Hey @billwear it may well be that my approach of ‘turn it on and see what happens’ may require a little more thought than I had been led to believe. I shall take myself off to the IPV6 docs to see how to do it properly. If I have any grasp of this at all it’s that DHCP6 isn’t strictly necessary anyway so I should probably just turn that off. I’m definitely in the early stages of finding the edges of this. I appreciate your counsel. Having also recently been reminded that Juju doesn’t like IPV6 I might just put this on ice for a while.

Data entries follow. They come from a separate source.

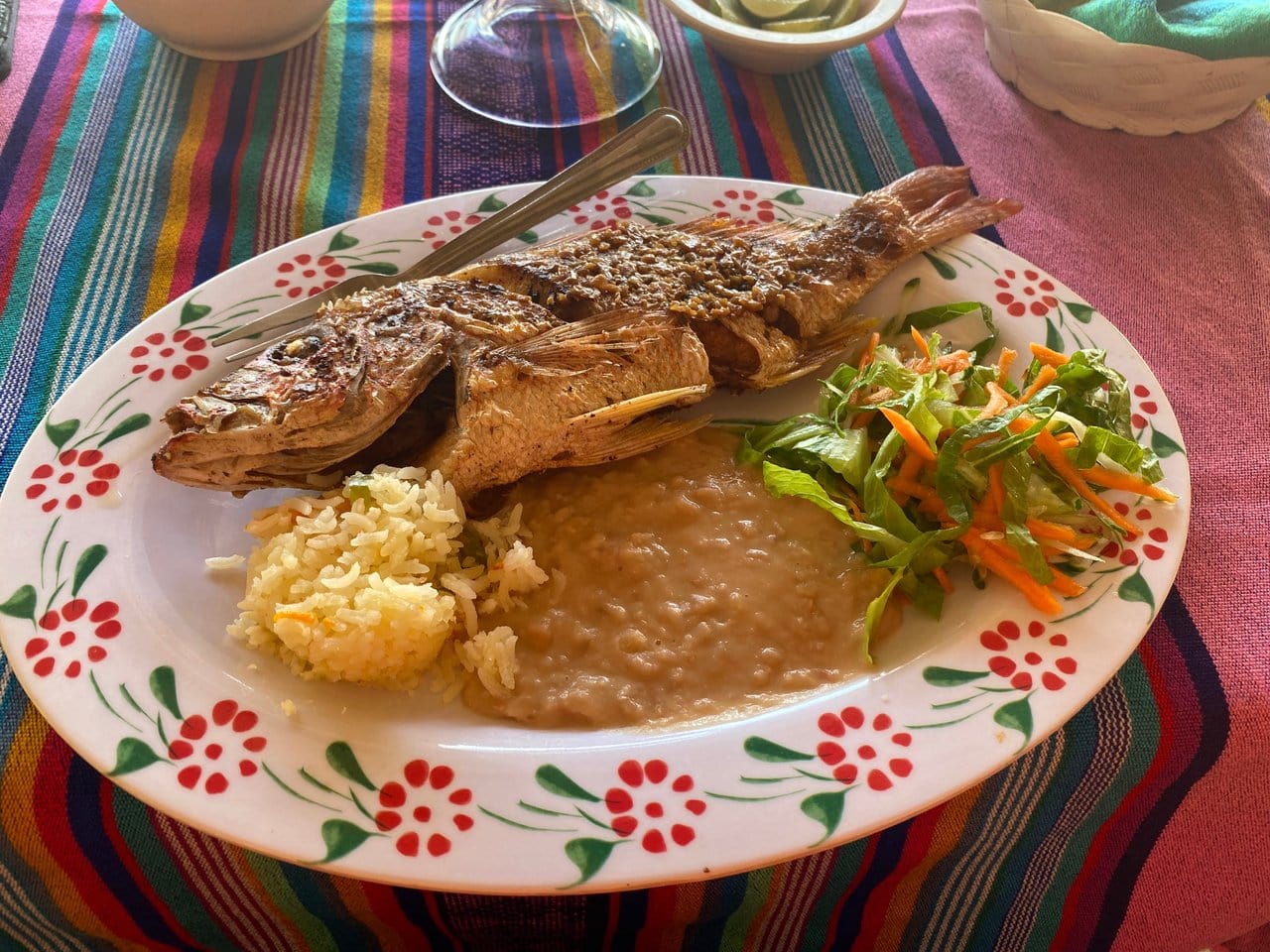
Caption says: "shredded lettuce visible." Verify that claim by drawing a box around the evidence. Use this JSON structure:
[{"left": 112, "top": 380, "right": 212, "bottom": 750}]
[{"left": 738, "top": 320, "right": 1162, "bottom": 654}]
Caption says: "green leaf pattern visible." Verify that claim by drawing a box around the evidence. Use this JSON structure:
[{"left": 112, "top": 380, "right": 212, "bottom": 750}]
[{"left": 0, "top": 178, "right": 1184, "bottom": 889}]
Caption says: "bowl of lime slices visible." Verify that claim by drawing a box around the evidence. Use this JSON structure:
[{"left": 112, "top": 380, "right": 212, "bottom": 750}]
[{"left": 662, "top": 0, "right": 906, "bottom": 73}]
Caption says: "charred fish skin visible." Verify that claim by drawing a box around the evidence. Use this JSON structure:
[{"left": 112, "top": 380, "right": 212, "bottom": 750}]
[
  {"left": 153, "top": 280, "right": 559, "bottom": 493},
  {"left": 414, "top": 311, "right": 713, "bottom": 498},
  {"left": 457, "top": 167, "right": 1020, "bottom": 390},
  {"left": 155, "top": 167, "right": 1020, "bottom": 493}
]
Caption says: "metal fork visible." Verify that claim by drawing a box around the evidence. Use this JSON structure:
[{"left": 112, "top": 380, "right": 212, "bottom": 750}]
[{"left": 212, "top": 108, "right": 689, "bottom": 362}]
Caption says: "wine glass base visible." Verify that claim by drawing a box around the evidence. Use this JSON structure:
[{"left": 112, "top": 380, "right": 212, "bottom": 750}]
[{"left": 430, "top": 0, "right": 662, "bottom": 128}]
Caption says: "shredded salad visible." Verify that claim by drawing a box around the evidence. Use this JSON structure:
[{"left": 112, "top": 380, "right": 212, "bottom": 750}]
[{"left": 738, "top": 309, "right": 1175, "bottom": 654}]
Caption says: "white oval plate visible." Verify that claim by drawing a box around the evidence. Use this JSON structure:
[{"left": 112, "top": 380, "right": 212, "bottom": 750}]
[{"left": 0, "top": 178, "right": 1190, "bottom": 892}]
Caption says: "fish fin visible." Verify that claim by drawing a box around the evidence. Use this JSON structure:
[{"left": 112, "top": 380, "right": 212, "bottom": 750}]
[
  {"left": 881, "top": 165, "right": 1022, "bottom": 248},
  {"left": 569, "top": 384, "right": 710, "bottom": 426},
  {"left": 568, "top": 416, "right": 710, "bottom": 466},
  {"left": 745, "top": 314, "right": 870, "bottom": 390},
  {"left": 500, "top": 307, "right": 679, "bottom": 369}
]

As my approach when I get into a pickle is to repair rather than repave so I can gain some knowledge, I’ve removed IPV6 interfaces from the controllers. Those IPV6 subnets are still there, can I just delete the fabric and it’ll repop, or is there a straightforward way of manually cleaning up the subnets? I would guess perhaps a script that iterates over the subnets and deletes each offending one?

EDIT:
I wonder if using some logical grouping might help - I can add all the fabrics/vlans/subnets into one space, then delete anything that isn’t in that space - or perhaps add the ones I don’t want into another space and delete the whole space.

Or not… :slight_smile:

@seffyroff, i see i missed your questions. bleh, bad me. before diving in, did you figure out the answers?